How To Grow A Restaurant Using Business Funding?
Restaurant Entrepreneurs are always seeking ways to differentiate themselves from the competition in order to increase profits and create stability for their business. Develop a strategy for the business funding before you receive it.
Most common ways to use your business funding:
1. Restaurant Makeover
Customers are always going to love a fresh new feel to a business that makes them want to come back again and again. Owners should consider this if the business has had the same look for 8+ years. If the restaurant looks tired its probably time for a renovation. Paint, Lighting, decor, and space are all very important things to think about when doing a restaurant makeover. Since construction projects like this only last 1-2 months, restaurant owners typically utilize a line of credit or a small business loan. A line of credit allows you to only use the money you need along with the ability to draw on the amount that is open on the line at any time. The small business loan is a set amount with a fixed payback and is easier to quality for and typically higher amounts (Up to 130% of gross monthly sales) than the line of credit are given.
2. New Kitchen Equipment
Giving your staff the tools they need is always great for the business. When a cook is in a professionally built kitchen that inspires creativity and excellence, both customers and the restaurant owner win. New Prep stations, ovens, stove tops, and coolers can increase output and save you money in the long run. Newer coolers will help product stay fresh, stove tops and ovens may be more energy efficient. All of which, will cost money now but pay dividends shortly thereafter. Equipment Financing is an available option to fiance these upgrades. This style of loan is typically between 4-9% interest and up to 84 months to pay back which is cheaper than other loan styles and makes it very enticing for high volume restaurants.

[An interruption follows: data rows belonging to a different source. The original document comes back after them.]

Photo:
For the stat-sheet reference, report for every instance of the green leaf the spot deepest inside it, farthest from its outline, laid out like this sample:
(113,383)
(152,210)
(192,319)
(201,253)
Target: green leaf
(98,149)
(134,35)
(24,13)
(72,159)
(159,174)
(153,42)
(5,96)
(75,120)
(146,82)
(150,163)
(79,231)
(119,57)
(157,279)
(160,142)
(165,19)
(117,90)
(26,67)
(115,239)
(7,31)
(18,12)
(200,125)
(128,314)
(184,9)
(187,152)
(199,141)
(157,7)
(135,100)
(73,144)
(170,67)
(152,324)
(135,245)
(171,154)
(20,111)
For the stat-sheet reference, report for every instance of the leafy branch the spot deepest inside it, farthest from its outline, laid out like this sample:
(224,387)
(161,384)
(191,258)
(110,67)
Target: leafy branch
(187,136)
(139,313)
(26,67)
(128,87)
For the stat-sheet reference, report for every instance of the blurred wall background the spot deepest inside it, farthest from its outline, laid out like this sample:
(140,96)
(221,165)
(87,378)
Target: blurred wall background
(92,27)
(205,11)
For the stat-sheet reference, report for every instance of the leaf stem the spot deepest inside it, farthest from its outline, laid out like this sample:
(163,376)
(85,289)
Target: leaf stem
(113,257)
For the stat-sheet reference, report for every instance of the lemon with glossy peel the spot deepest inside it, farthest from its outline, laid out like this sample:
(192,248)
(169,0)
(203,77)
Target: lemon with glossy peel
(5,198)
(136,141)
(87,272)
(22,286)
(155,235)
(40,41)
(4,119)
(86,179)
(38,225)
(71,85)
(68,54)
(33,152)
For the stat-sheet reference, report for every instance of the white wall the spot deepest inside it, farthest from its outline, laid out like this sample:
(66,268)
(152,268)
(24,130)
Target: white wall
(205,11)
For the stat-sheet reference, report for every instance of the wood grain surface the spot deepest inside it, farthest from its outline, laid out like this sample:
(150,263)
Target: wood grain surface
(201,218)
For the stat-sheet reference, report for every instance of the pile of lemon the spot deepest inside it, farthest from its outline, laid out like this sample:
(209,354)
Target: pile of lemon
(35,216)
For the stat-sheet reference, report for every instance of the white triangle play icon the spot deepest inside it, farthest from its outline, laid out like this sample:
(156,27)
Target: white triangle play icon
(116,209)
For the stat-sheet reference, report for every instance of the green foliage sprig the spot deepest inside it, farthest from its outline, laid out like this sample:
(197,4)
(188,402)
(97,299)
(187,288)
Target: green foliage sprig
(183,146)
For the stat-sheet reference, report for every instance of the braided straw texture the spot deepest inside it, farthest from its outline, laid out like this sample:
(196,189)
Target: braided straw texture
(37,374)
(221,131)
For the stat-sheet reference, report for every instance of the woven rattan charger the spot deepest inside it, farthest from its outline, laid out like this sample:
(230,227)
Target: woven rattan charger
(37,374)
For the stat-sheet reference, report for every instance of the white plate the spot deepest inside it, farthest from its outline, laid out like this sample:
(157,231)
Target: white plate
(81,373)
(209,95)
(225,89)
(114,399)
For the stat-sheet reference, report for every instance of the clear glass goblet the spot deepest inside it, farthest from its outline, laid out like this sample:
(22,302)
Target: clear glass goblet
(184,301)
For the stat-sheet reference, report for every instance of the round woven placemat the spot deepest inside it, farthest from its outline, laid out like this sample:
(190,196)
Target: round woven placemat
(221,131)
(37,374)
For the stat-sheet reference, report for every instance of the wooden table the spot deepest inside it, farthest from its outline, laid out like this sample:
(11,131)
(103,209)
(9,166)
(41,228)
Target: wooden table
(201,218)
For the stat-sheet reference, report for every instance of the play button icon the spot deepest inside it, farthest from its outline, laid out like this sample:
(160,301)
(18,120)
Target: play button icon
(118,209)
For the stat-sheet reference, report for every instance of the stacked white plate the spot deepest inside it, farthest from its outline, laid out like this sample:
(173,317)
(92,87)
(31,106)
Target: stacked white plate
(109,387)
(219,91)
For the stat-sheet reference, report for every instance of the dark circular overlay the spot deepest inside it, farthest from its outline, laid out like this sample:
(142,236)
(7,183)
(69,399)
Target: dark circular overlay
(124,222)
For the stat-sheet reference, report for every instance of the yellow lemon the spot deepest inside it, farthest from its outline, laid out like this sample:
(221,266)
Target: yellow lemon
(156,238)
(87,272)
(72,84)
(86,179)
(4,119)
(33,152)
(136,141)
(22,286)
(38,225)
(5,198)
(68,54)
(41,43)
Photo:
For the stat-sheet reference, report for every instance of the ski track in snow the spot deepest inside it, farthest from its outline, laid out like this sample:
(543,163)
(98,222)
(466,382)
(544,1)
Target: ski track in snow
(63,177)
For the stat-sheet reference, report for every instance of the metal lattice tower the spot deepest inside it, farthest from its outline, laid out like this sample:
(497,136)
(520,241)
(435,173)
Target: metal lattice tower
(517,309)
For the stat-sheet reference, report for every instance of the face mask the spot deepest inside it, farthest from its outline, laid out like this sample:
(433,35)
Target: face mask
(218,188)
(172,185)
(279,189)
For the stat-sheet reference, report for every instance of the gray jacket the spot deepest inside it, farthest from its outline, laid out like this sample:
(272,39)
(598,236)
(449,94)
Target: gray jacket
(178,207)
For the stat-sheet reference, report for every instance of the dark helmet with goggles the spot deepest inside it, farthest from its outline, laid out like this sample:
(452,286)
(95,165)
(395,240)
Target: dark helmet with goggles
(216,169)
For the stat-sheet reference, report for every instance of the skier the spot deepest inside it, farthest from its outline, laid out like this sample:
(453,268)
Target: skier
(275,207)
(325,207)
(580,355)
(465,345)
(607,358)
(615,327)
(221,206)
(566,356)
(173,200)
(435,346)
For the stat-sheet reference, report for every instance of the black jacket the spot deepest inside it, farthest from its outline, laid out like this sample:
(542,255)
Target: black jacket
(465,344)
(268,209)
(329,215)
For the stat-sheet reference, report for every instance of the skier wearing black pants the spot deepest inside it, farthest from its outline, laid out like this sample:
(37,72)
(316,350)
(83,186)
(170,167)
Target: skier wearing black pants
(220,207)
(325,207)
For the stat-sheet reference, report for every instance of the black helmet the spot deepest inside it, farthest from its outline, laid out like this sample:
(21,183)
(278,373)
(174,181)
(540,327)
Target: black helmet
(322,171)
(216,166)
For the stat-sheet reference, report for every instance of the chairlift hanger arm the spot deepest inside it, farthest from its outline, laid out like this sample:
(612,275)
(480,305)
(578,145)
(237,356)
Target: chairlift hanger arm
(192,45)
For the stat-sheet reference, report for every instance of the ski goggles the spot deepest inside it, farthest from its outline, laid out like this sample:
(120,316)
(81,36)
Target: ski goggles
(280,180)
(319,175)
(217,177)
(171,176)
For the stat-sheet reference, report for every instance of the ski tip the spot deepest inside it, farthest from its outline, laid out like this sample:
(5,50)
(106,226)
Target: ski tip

For restaurants that have a great product but don’t have the traffic they desire, marketing and advertising should be the focus. Signage to attracting more customers and help draw them in is crucial. Advertising a coupon in a local magazine-ad mailer typically works well for restaurants. As for the funding to get this done, a small business loan works well for these projects because they are short-term and profits can be paid back with credit card sales or the increased revenue gained from establishing your brand.
4. Add Employees and/or Increase Service Hours
It is very typical for a restaurant to start out only open during one of the service periods such as breakfast in order to grow in a responsible manor. Expanding these hours at some point may be an opportunity to win more customers and secure more profit. Business funding can help make up the cash flow gap of hiring, training and implementing the new service hours.
5. Implement New Technology
Still using paper tickets? There are several new technologies available to small and medium size restaurants that help deliver an exceptional experience for your customers. Imagine never loosing a ticket again because everything is paperless. Implementation of new technologies can be good for the business but may slow the restaurant output for a short-term during the adoption phase. Small business loans are great for making up the gap in sales in order to maintain cash flow.
8. Add Inventory
Expanding a product offering is a great way to increase revenue and gain more interested customers. A great example of this is a local hamburger restaurant was selling hamburgers and french fries and doing quite well. They decided to have customers fill out a survey. Several survey results suggested a hot dog option on the menu. Not all customers like hamburgers. The restaurant wanted to make this change but it was difficult for them because the available funds were tied up in hamburger buns and patties. They decided to get business funding. The owners applied for and secured a small business loan to purchase inventory with a weekly payback as a percentage of credit card sales so when the new income from the hot dogs. Once the loan was finished they had successfully added new income and a sales item to the menu and increased monthly profits.
9. Facilitate a move To a New Location
Moving facilities can temporarily interrupt the sales of a restaurant or the possibility of paying two rents while renovations are being done to the new place. In order to facilitate a move some restaurants relay on business funding to make up the income gap and maintain cash flow until the new location can increase returns. Short term small business loans are perfect for this because they have no collateral and can fund in hours with a motivated business owner.
10. Develop better Cash Flow
Restaurants may be profitable when looking from a monthly or yearly view but may face difficulties keeping money in the bank at time to facilitate the day to day operations of the business. Working Capital Business Loans can be the solution to this issue. They are designed to bridge the deficit so that you maintain a healthy bank statement.
Once you have decided what option will help your business grow. Consider the funding options available to you such as a Small Business Loan (Working Capital), Line of Credit, or Equipment Financing. All three can help support the growing needs of your business to ensure success in the form of increased profits.